Aku benar-benar merasa lega saat dia mengatakan itu dan bisa langsung menyandarkan badanku dengan santai. Tapi aku merasa tidak senang karena aku tidak ingin sendirian di sini dan sejujurnya tidak ingin Wendy meninggalkanku. Ehh, tunggu sebentar. Kenapa juga aku merasa tidak ingin ditinggalkan oleh Wendy? Ini pasti karena sakit yang aku rasakan. Maksudku, saat seseorang sakit, mereka akan merasa kesepian dan butuh ditemani. Ya, itulah yang aku rasakan. Mungkin.
“Barangmu ada di laci dan ini handphone-mu. Aku juga akan menelponmu nanti.” Katanya sambil meletakkan Handphone-ku di atas meja disamping kasurku. Aku hanya diam saja, tapi tunggu dulu, bagaimana dia tahu nomer Handphone-ku? Kalau memang dia punya nomerku, kenapa tidak dari dulu dia menghubungiku? Sekarang malah bilang begitu! Aku menjadi kesal dan marah lagi padanya. Padahal aku tahu bahwa ini hanyalah sikap egoisku yang lainnya.
“Nanti ya??? Hmm.” Gumamku sambil memalingkan badan kesamping dan membelakanginya. Aku pikir dia mendengar gumamanku itu tapi dia tidak bereaksi sama sekali. Atau lebih tepatnya tidak tahu harus bereaksi apa. Dia bersiap-siap dan mengambil tasnya.
“Ran, aku pergi dulu. Setelah selesai, aku akan kesini lagi.” Katanya berpamitan dan aku tidak merespon apapun hingga dia menutup pintu itu.
Aku mengambil Handphone-ku dan melihat banyak pangilan tidak terjawab dari Ray. Disaat itu juga, Handphoneku berdering dan membuatku kaget.
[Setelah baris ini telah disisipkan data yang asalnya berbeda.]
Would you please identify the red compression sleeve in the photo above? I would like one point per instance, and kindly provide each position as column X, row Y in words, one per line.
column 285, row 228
Dengan cepat aku mengangkat telpon itu yang sekilas aku lihat nama ‘Ray Adelard’ yang menelpon.
“Hallo!” Kataku dengan suara pelan.
“Hallo Ran!” Katanya.
“Iya, Ray?”
“Akhirnya kamu menjawab telponku!”
“Maaf, aku gak tahu kalo kamu telpon.”
Disaat yang bersamaan, seseorang mengetuk pintu ruanganku.
“Ya, masuklah!” Kataku mengabaikan Ray yang sedang berbicara.
“Saya mengantarkan makanan.”
“Oh iya, Terimakasih, Bu.” Kataku pada perawat itu.
Lalu aku sadar bahwa aku sedang berbicara dengan Ray ditelpon.